Not everything has to be about fucking.  Halloween isn’t supposed to be about fucking.  There should not be any such thing as a “sexy cat costume.”  Cats aren’t sexy!  No one thinks cats are sexy, and if we find someone who breaks the rules and does we lock them the fuck up and feel good about ourselves for it!

(Which… huh.  I don’t appear to know how to link to Google Images sites anymore; Safari just puts the damn search term in the address bar.  Ah, there we go, it works in Chrome:  None of these women look like goddamn cats.  This is what Mardi Gras is supposed to be for, goddammit, not Halloween.  You wanna have a holiday called Dress Like A Stripper Day?  I’m in, and I’m willing to insist that guys dress like Chippendales for it too.  That’s not a cat.  It’s a stripper with stupid ears.)

Also, and this is more of a personal thing, we have two huge dogs and neither of them are terribly great about strangers, meaning that we have to do whatever we can to keep the doorbell from being rung all night.  We currently have our candy in a bowl on a picnic table in the driveway to keep the kids away from the dogs.  Many of the children, unsurprisingly, are not bright enough to notice it– some of them will literally walk around it on their way to the front door, which I’ve done my damnedest to make look uninviting  And it’s raining, which means that even if they were wearing cool costumes, and most of them aren’t, they’re covered up in raincoats and umbrellas and hoodies and shit.  Sacrifice for your art, goddammit.  Get some bloody waterproof makeup and show off the damn costume.  Assuming you’re actually dressed as something, that is.

grandpa_simpson_yelling_at_cloud(Huge ruckus outside; I prepare to actually literally go tell some teenage kids to get off my damn lawn.)

(Ruckus ends abruptly as it started; I think the neighbor’s Rottweiler tried to eat someone. Good.)

Note the following:  I will drop at least some of my objections to Halloween as soon as local jurisdictions acquire some goddamn sense, drop this October 31 nonsense (not one person in a hundred can explain why Halloween is October 31) and bloody move the holiday to the last Friday in October.  Halloween during the week is idiotic for a wide variety of reasons, not least among which is going to be the spike in suspensions at schools across the country tomorrow.

Bah.  Humbug.

In which homonyms are complicated

Under ordinary circumstances, I’m not really the type to bribe my classes with candy.  I hand it out now and again, certainly, and will use it as a minor incentive for minor stuff that they would be doing anyway.  For example, we write every Friday morning; I give the kids who read what they write a Jolly Rancher.   Sometimes I give them two if whatever they wrote manages to entertain me.  I used to do a trivia question every week that was due Thursday; kids who got it right got a piece of candy on Friday.  (You may be seeing a theme here.)

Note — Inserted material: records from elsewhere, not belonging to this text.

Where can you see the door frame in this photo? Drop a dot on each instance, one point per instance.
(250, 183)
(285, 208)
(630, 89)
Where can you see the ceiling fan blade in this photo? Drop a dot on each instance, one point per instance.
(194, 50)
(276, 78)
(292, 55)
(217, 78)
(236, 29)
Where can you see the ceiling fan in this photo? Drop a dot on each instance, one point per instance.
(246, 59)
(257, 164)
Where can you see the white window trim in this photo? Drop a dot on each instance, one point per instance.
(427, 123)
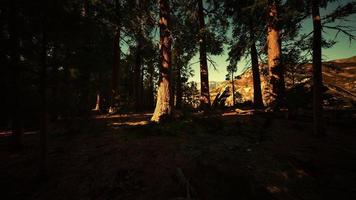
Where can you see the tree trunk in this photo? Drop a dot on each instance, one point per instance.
(44, 112)
(204, 76)
(115, 70)
(137, 75)
(276, 71)
(151, 86)
(233, 89)
(163, 108)
(317, 72)
(257, 94)
(17, 118)
(97, 102)
(179, 91)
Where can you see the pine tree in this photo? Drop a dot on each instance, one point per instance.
(163, 106)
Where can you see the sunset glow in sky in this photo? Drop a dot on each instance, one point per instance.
(342, 49)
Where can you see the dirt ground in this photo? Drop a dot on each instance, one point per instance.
(221, 156)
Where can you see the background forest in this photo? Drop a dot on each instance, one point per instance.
(76, 66)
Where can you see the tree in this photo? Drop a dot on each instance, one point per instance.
(276, 70)
(204, 75)
(163, 107)
(231, 69)
(248, 26)
(317, 71)
(17, 113)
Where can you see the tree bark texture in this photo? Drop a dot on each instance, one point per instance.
(276, 70)
(163, 108)
(317, 71)
(257, 93)
(204, 75)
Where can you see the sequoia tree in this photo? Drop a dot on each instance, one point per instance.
(276, 71)
(163, 107)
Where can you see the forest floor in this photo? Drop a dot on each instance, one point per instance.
(221, 156)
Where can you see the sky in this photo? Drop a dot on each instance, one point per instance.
(342, 49)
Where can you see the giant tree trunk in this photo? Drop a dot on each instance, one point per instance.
(179, 91)
(233, 89)
(150, 86)
(137, 75)
(317, 71)
(163, 108)
(44, 110)
(17, 112)
(115, 70)
(204, 76)
(276, 71)
(257, 94)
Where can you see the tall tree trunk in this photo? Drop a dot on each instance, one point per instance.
(204, 76)
(276, 71)
(17, 118)
(179, 90)
(174, 75)
(151, 86)
(317, 71)
(97, 102)
(137, 75)
(233, 89)
(257, 94)
(44, 110)
(115, 70)
(163, 108)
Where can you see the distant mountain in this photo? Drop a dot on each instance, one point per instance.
(339, 77)
(345, 60)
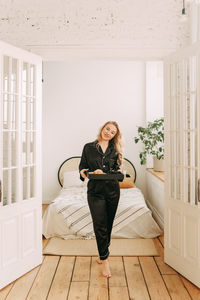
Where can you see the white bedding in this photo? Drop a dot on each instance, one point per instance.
(68, 216)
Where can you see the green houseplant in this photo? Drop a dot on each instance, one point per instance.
(152, 137)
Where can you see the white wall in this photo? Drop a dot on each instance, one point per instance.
(78, 97)
(154, 96)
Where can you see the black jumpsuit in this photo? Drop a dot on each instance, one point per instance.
(102, 195)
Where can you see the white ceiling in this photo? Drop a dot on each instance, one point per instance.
(150, 25)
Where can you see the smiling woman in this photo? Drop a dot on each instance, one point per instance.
(102, 156)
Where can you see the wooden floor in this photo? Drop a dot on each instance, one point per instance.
(133, 278)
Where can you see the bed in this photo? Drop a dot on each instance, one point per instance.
(68, 215)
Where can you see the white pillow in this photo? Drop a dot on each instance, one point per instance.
(72, 178)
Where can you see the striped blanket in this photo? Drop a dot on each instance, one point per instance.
(72, 203)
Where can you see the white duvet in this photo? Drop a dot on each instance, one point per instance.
(68, 216)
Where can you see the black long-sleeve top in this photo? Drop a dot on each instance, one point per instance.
(93, 158)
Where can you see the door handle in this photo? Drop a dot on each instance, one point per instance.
(0, 191)
(198, 194)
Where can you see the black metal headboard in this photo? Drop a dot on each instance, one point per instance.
(72, 164)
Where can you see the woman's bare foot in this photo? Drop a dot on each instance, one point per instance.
(106, 268)
(99, 261)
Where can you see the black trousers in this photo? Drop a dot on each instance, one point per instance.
(103, 198)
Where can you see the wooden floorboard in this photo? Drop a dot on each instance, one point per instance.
(71, 277)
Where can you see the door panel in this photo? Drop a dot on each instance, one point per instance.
(20, 163)
(182, 161)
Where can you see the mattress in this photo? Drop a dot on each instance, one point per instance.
(68, 216)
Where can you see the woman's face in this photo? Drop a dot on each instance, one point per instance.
(108, 132)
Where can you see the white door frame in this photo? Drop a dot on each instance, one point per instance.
(20, 213)
(182, 161)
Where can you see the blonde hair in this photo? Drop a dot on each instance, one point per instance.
(116, 140)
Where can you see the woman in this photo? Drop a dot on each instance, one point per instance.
(102, 156)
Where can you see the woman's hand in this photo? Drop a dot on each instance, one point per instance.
(82, 172)
(98, 171)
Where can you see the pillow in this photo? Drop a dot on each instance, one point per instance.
(127, 183)
(72, 178)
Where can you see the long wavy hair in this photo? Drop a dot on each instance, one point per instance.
(116, 140)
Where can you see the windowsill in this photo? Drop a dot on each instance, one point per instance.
(159, 175)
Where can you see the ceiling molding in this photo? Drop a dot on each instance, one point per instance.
(98, 52)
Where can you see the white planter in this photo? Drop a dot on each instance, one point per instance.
(158, 164)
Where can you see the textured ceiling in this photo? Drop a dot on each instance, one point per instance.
(137, 23)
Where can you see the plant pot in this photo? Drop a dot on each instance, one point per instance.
(158, 164)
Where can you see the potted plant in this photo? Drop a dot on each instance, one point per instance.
(153, 139)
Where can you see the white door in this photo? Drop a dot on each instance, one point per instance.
(182, 153)
(20, 163)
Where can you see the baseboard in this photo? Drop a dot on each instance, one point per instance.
(159, 219)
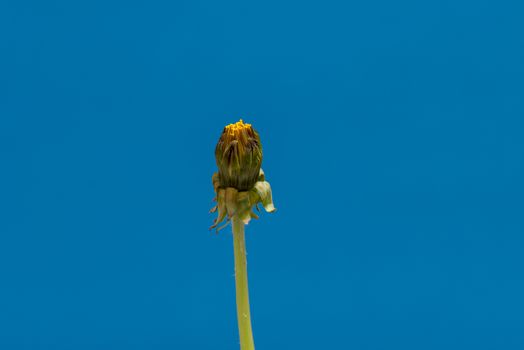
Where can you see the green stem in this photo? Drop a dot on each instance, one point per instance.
(243, 314)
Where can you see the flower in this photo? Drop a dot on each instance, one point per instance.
(240, 183)
(239, 155)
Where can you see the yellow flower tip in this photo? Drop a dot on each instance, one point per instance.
(239, 155)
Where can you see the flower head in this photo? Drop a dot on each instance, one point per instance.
(240, 183)
(239, 155)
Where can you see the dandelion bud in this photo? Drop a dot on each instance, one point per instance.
(239, 156)
(240, 185)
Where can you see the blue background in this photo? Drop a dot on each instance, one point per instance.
(393, 140)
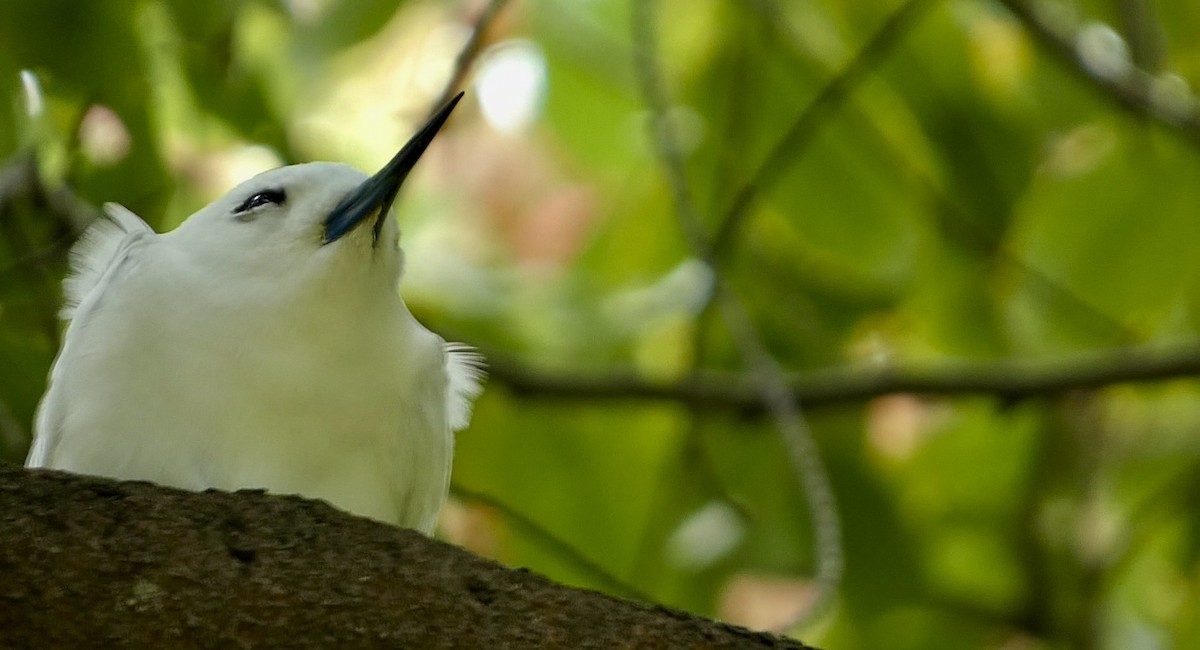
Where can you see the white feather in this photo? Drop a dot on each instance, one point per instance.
(96, 251)
(466, 371)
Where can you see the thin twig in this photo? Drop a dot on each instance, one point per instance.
(769, 383)
(469, 52)
(803, 131)
(1132, 90)
(966, 227)
(1005, 379)
(553, 542)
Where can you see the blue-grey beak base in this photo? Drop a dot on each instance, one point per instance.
(376, 194)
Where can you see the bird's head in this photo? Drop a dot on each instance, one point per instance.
(307, 220)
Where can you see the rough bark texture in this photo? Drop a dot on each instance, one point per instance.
(90, 563)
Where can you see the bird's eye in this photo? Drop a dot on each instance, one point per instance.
(257, 199)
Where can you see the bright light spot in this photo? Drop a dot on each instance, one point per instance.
(510, 85)
(34, 102)
(705, 537)
(102, 136)
(1103, 50)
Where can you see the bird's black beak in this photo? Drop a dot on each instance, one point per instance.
(376, 194)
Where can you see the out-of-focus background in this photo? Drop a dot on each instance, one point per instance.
(965, 233)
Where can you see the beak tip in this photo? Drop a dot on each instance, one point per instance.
(379, 190)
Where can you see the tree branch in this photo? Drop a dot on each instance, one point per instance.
(731, 390)
(1133, 90)
(90, 561)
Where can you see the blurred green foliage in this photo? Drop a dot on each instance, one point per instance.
(975, 198)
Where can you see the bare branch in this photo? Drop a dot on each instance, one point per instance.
(469, 52)
(808, 124)
(1133, 90)
(91, 563)
(730, 390)
(768, 379)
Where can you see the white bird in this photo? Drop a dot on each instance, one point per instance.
(261, 344)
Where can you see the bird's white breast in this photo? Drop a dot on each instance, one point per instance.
(172, 378)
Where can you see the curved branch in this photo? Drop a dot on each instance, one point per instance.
(90, 561)
(1133, 91)
(730, 390)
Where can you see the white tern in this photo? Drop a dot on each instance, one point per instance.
(261, 344)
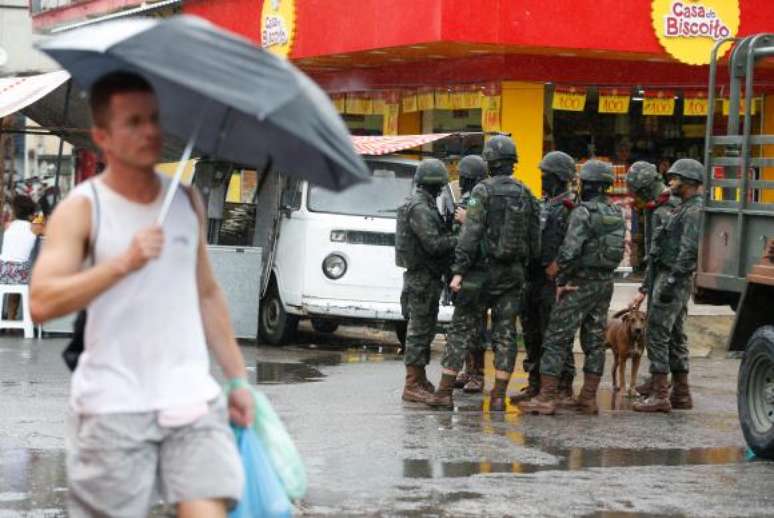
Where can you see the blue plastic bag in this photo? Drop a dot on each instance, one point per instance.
(280, 447)
(263, 495)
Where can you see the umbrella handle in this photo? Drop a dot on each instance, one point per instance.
(178, 174)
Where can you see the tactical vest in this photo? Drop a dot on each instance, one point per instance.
(605, 249)
(507, 220)
(409, 253)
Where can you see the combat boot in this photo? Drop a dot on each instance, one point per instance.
(424, 382)
(497, 396)
(463, 377)
(413, 390)
(476, 383)
(586, 402)
(545, 402)
(680, 398)
(658, 400)
(565, 396)
(443, 396)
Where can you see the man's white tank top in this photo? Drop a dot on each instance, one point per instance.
(145, 348)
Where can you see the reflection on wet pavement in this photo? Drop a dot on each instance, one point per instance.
(575, 459)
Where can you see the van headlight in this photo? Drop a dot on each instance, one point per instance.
(334, 266)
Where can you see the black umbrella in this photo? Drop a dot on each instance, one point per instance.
(221, 93)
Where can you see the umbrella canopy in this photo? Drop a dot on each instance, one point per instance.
(250, 106)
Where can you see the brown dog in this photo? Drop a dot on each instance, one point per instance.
(625, 335)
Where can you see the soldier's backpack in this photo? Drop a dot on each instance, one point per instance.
(507, 221)
(605, 249)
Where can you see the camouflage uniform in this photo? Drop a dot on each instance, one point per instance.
(541, 290)
(674, 253)
(499, 282)
(430, 245)
(595, 235)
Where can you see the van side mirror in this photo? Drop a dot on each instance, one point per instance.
(290, 200)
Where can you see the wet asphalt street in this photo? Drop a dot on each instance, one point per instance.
(370, 454)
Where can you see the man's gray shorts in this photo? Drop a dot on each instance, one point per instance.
(119, 464)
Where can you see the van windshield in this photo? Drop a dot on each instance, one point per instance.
(390, 184)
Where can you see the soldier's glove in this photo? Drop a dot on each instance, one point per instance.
(668, 292)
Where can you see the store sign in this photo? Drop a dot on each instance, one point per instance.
(659, 104)
(390, 123)
(490, 113)
(614, 101)
(688, 29)
(278, 26)
(695, 104)
(569, 99)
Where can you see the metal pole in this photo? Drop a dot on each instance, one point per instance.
(61, 141)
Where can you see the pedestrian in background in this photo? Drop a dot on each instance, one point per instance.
(590, 253)
(423, 245)
(146, 416)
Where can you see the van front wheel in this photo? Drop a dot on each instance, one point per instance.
(275, 325)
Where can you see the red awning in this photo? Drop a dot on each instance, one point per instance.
(387, 145)
(16, 93)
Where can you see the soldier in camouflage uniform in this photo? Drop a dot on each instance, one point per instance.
(673, 255)
(472, 170)
(423, 246)
(646, 185)
(500, 234)
(557, 173)
(590, 253)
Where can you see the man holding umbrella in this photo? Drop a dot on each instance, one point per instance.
(146, 414)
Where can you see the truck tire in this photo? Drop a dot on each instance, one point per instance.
(322, 325)
(755, 394)
(401, 328)
(275, 325)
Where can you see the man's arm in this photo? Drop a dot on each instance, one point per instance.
(217, 325)
(58, 286)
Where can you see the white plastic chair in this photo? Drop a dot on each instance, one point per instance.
(26, 322)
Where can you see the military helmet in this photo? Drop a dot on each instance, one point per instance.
(597, 171)
(641, 176)
(431, 171)
(559, 163)
(688, 169)
(500, 147)
(473, 167)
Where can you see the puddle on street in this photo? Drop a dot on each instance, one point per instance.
(576, 459)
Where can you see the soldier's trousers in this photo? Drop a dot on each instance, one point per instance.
(585, 308)
(666, 340)
(423, 293)
(535, 315)
(465, 330)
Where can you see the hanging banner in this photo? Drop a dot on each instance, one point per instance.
(278, 26)
(390, 124)
(409, 102)
(472, 99)
(359, 104)
(442, 99)
(695, 104)
(659, 103)
(340, 102)
(613, 100)
(425, 99)
(490, 112)
(688, 29)
(458, 98)
(569, 99)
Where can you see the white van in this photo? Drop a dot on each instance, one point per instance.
(331, 256)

I’ve been trying to give away the same container of Jolly Ranchers for a while now, to the point where I thought they were getting old– at least to the extent that it’s possible for Jolly Ranchers to get old– and I decided that today I was finishing off the container no matter how ridiculously contrived the reason for handing out Jolly Ranchers was.   Making this easier was the fact that most of my knuckleheads in first and second hour are suspended right now, so the kids were much more likely to behave than normal.

“Work on this assignment,” I declared grandly, “and I shall reward those of you who do not annoy me with these Jolly Ranchers.  Perhaps more than one, if you please me greatly and are not otherwise foolish.”

(Yes, those exact words.)

Fifteen minutes later, they were noisy.  “Remember, folks, Jolly Ranchers are at stake here,” I said.

One of my smarter kids– I swear, one of the smarter ones– puts her hand up.

“Is you sayin’ you gonna give us steak, too?”

(I’m reproducing her words precisely.  She actually generally doesn’t talk like this; her speech gets more slangy when she’s expressing surprise.  True story.)

For a moment, this confuses me.

“No.  What?  Jolly Ranchers.  No steak.”

The students go insane.  There is a chorus of complaints.  I remain bewildered.

“You said Jolly Ranchers and steak!”

Sigh.

There has to be a factory somewhere that’s actually hiring, right?